Dans celle-ci, Catherine et John se retrouvent après s’être rencontrés dix ans plus tôt. La première fois, il lui avait confié qu’il était persuadé d’être promis à un incroyable destin. John est certain qu’il lui arrivera, au cours de sa vie, un événement particulièrement important et qui le transformera à jamais. De fait, il attendra que quelque chose se passe jusqu’au crépuscule de son existence, sans imaginer une seule fois que cela puisse être sa rencontre avec Catherine. Cette histoire plonge le spectateur dans une frustration totale, assistant ainsi à un gâchis inconscient des personnages, propre à Henry James. Le public d’aujourd’hui que nous sommes, habitué aux loves stories hollywoodiennes, a envie tout au long du déroulement de leur hurler de s’embrasser. La frustration n’en est que plus grande.

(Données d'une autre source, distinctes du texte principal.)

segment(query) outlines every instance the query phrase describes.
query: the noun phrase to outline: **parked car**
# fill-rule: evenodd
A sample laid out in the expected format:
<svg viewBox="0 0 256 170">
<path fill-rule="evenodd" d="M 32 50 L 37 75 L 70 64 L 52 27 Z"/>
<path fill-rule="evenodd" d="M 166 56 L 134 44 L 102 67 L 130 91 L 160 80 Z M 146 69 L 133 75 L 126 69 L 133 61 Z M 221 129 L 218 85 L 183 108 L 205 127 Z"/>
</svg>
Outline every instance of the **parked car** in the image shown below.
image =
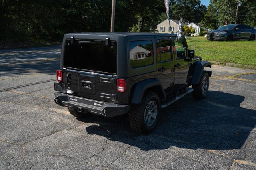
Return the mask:
<svg viewBox="0 0 256 170">
<path fill-rule="evenodd" d="M 229 24 L 222 26 L 217 30 L 212 30 L 207 34 L 210 40 L 254 40 L 256 29 L 244 24 Z"/>
<path fill-rule="evenodd" d="M 58 83 L 54 83 L 55 102 L 77 117 L 88 113 L 107 117 L 128 113 L 132 129 L 151 132 L 161 109 L 189 93 L 201 99 L 208 92 L 212 72 L 204 68 L 211 67 L 211 63 L 194 57 L 184 37 L 177 40 L 176 37 L 145 33 L 65 34 L 56 71 Z"/>
</svg>

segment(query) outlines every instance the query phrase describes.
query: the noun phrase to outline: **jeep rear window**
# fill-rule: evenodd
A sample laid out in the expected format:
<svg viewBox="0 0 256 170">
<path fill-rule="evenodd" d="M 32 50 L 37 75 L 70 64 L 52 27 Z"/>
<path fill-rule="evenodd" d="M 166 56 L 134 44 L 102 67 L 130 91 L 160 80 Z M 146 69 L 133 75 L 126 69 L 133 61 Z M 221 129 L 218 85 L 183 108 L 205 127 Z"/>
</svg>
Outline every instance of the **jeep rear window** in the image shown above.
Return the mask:
<svg viewBox="0 0 256 170">
<path fill-rule="evenodd" d="M 78 40 L 66 42 L 63 67 L 86 71 L 116 73 L 117 44 L 111 41 Z"/>
</svg>

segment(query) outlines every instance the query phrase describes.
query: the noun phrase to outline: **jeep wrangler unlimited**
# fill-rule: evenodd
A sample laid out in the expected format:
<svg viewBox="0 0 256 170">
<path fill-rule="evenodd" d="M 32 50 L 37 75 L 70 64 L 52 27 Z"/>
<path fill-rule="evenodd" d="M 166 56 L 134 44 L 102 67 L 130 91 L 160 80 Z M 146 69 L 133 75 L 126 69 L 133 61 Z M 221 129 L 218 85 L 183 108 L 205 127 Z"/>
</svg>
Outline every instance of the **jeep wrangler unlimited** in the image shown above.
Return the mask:
<svg viewBox="0 0 256 170">
<path fill-rule="evenodd" d="M 134 131 L 148 133 L 161 109 L 190 92 L 206 97 L 211 63 L 194 53 L 176 34 L 66 34 L 54 101 L 76 117 L 128 113 Z"/>
</svg>

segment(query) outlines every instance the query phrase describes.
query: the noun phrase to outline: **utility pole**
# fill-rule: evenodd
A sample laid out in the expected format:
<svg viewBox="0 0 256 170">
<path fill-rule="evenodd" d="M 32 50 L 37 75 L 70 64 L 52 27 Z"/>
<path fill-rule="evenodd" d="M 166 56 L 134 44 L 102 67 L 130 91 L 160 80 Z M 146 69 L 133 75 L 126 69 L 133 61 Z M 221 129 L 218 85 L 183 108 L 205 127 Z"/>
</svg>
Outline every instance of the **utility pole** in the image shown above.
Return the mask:
<svg viewBox="0 0 256 170">
<path fill-rule="evenodd" d="M 112 12 L 111 13 L 111 26 L 110 32 L 114 32 L 115 26 L 115 8 L 116 8 L 116 0 L 112 0 Z"/>
<path fill-rule="evenodd" d="M 236 18 L 237 18 L 237 12 L 238 10 L 238 6 L 242 5 L 242 2 L 238 0 L 237 2 L 237 7 L 236 7 L 236 20 L 235 20 L 235 24 L 236 24 Z"/>
</svg>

Dans le jeu d’acteur, cela se traduit par une confrontation entre la brillante Valérie Dréville et John Arnold. Les premières années, pleines d’espoirs, laissent peu à peu Catherine sombrer dans une mort résignée de n’avoir jamais été aimée d’amour par celui qui est devenu son meilleur ami. Ce dernier étant aveuglé par le fantasme d’une vie à venir qui ne sera jamais la sienne.
Au fil de la Bête dans la jungle, le décor évolue d’un objet ou d’un meuble. Ces changements, qui se déroulent dans une quasi pénombre, sont particulièrement réussis. Agissant comme un voile apaisant qui nimbe le spectateur, accompagnés d’une musique sourde, des personnages vêtus de noir prennent le temps de placer chaque élément. Tous ont de l’importance. Ce ballet semble travaillé et précis comme des cérémonies du thé. La dernière transition, qui nous conduit à la Maladie de la mort, est particulièrement splendide.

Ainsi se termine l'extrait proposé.